Reputation risk has moved up 12 positions into the top 10 and business model redundancy is a new entrant at ninth amongst challenges facing businesses in 2009. Credit crunch aftershocks and global recession have displaced regulation and compliance from last year's top spot.
According to the survey respondents, which include more than 100 leading global sector analysts, the top 10 risk rankings for 2009 are (2008 rankings shown in parentheses):
1- The credit crunch (2)
2- Regulation and compliance (1)
3- Deepening recession (New) (This category includes macroeconomic factors, including difficulties companies have in generating income and reducing expenses)
4- Radical greening (9)
5- Non-traditional entrants (16) (This category includes companies entering a sector from adjacent markets or distant geographies)
6- Cost cutting (7)
7- Managing talent (11)
8- Executing alliances and transactions (7)
9- Business model redundancy (New)
10- Reputation risks (22)
Michael Green, Partner & Risk Management leader at Ernst & Young Middle East, said,
"While most of the risk categories are relevant to the Middle East, the top three risks that may have the greatest implications on regional business in 2009 are the deepening global recession, the effects of the credit crunch and reputation risks."
Deepening global recession and credit crunch affects the region through a reduced demand for oil and a reduced ability to invest in real estate both of which have been significant drivers of growth. "These tough times have clearly shown us that world economies are closely integrated." Green noted that most Middle East executives had for many years considered reputation to be a top ten risk.
Businesses must clearly understand their risk profile and develop strategies to control and mitigate risk to an acceptable level.

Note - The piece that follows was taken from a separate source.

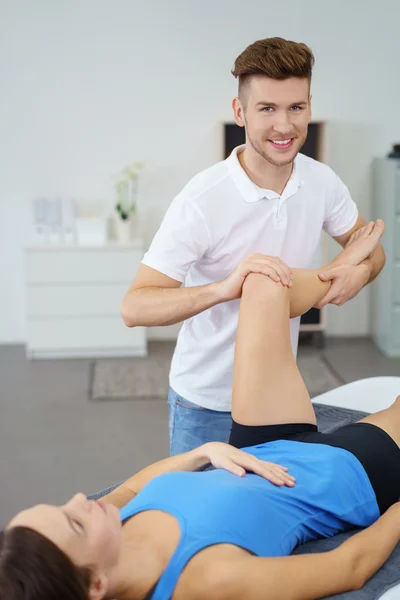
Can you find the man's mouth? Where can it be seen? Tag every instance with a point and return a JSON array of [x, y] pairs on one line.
[[282, 144]]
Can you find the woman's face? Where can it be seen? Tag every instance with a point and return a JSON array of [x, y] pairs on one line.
[[89, 533]]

Corporate business leaders should also make sure they get enough feedback that approved risk mitigation strategies and controls are being applied within an organization to avoid nasty surprises.
However because of increased volatility, organizations need to be nimble and ready to update and change strategies and plans in response to new macro developments. "Accurate cash flow forecasting has become very important," added Green.
Industries at risk
Omar Bitar, Managing Partner, Advisory Services at Ernst & Young Middle East said: "It is notable that in almost every major sector, at least one of the top 10 risks falls in each of the four risks quadrants of financial, compliance, strategic and operations risks. This emphasizes the importance of taking a broad approach to risk management, as these risks could emerge from any part of the enterprise and its activities."
In real estate, the survey unsurprisingly shows that credit crunch aftershocks is perceived globally as the top risk. As developers may slow down and reprioritize their projects, the construction sector may also suffer from over capacity.
"Businesses are urged to improve and streamline their internal risk management frameworks, focusing on the medium term instead of short term planning. Many decisions that are made in haste may mean missing the boat when global economies recover,"
added Bitar.
Oil & gas and insurance analysts indicated an exposure to at least half the top 10 strategic business risks which are macroeconomic in nature. In biotech and consumer products however, analysts did not perceive a single macroeconomic threat as being in the top 10 strategic business risks. They were focused entirely on operational or sector-specific challenges.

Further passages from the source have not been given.